VENEZIA 74 - Charlotte Rampling è "Hannah"
Sembra illogico dover andare al cinema dovendosi informare prima sulla trama del film, ma è così; è un consiglio che diamo volentieri allo spettatore, perché nei 95 minuti di proiezione non c’è alcuna informazione sui motivi per cui "
Hannah",
Charlotte Rampling, stia lentamente (molto lentamente) lasciando scivolare la sua vita verso il buoi.
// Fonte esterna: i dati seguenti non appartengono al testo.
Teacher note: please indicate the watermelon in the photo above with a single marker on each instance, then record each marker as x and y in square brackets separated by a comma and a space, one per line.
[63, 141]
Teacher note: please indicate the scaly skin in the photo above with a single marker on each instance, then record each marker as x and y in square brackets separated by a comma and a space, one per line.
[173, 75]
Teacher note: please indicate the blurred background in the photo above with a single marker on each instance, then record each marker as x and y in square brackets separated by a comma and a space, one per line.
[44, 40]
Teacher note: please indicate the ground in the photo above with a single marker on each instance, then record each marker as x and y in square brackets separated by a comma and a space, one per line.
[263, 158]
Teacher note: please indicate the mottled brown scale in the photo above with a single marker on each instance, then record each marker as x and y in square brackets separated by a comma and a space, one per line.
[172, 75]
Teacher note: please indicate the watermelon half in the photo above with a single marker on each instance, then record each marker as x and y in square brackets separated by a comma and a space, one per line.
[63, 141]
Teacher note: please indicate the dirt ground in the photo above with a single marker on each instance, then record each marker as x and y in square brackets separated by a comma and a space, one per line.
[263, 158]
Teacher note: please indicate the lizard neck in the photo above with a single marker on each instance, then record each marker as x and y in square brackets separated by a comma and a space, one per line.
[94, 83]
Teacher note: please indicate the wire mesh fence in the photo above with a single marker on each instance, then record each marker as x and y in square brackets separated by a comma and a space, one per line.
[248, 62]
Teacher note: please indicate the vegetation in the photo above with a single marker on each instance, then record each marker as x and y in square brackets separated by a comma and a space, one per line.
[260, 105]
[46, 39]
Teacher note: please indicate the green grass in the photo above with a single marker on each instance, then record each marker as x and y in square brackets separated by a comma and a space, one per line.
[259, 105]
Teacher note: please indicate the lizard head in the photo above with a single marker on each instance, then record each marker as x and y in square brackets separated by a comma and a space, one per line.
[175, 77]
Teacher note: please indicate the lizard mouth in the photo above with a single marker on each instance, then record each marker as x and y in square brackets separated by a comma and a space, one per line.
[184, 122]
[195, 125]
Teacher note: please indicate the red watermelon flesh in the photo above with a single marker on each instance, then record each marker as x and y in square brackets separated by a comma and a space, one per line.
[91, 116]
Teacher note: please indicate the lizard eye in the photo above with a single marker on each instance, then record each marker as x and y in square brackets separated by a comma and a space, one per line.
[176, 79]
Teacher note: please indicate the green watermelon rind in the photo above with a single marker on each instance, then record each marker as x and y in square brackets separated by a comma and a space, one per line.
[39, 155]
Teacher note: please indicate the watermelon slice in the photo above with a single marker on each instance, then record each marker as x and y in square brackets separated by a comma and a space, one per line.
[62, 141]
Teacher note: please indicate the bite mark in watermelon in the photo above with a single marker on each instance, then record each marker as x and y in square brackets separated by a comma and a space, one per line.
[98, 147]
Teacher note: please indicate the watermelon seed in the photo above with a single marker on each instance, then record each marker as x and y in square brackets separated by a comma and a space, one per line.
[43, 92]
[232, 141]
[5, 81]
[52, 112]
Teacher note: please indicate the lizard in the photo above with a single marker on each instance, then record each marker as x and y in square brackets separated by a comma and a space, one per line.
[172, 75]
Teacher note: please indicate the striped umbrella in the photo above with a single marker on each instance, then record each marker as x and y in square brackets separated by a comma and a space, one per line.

Il motivo di tutto sta nelle malefatte del vecchio marito che dopo l’ultima notte di quiete casalinga, entra in carcere, accompagnato fino al cancello da Hannah, per scontare la sua pena. Cosa ha commesso lo sanno solo quelli dentro il film: la moglie, una misteriosa madre che bussa alla porta minacciosamente, il figlio che impedisce alla nonna di vedere il nipote, la segretaria della piscina comunale che le ritira l’abbonamento, il cane di casa che forse ha visto ma non parla…
La prova d’attrice c’è, ma si perde in lunghi viaggi in Metro B, in interminabili faccende domestiche (private o di lavoro) con cui Hannah non sembra aver particolare dimestichezza, in momenti di vita quotidiana, insomma, di una anziana donna francese.
Andrea Pallaoro sceglie di raccontare con inquadrature lunghe, lente, primi piani di trenta secondi che ne bastano dieci, movimenti di macchina ad accompagnare il cammino della protagonista (tutto) da casa al cassonetto, dove va a buttar via qualcosa di compromettente che ha riacceso il ricordo delle malefatte del marito. È il senso di colpa certo, gli anni di silenzio rispetto al terribile segreto celato nelle mura domestiche fino alla vergona e all’espiazione; quel segreto che rimarrà tale fino alla fine del film. Almeno per lo spettatore che non informato preventivamente.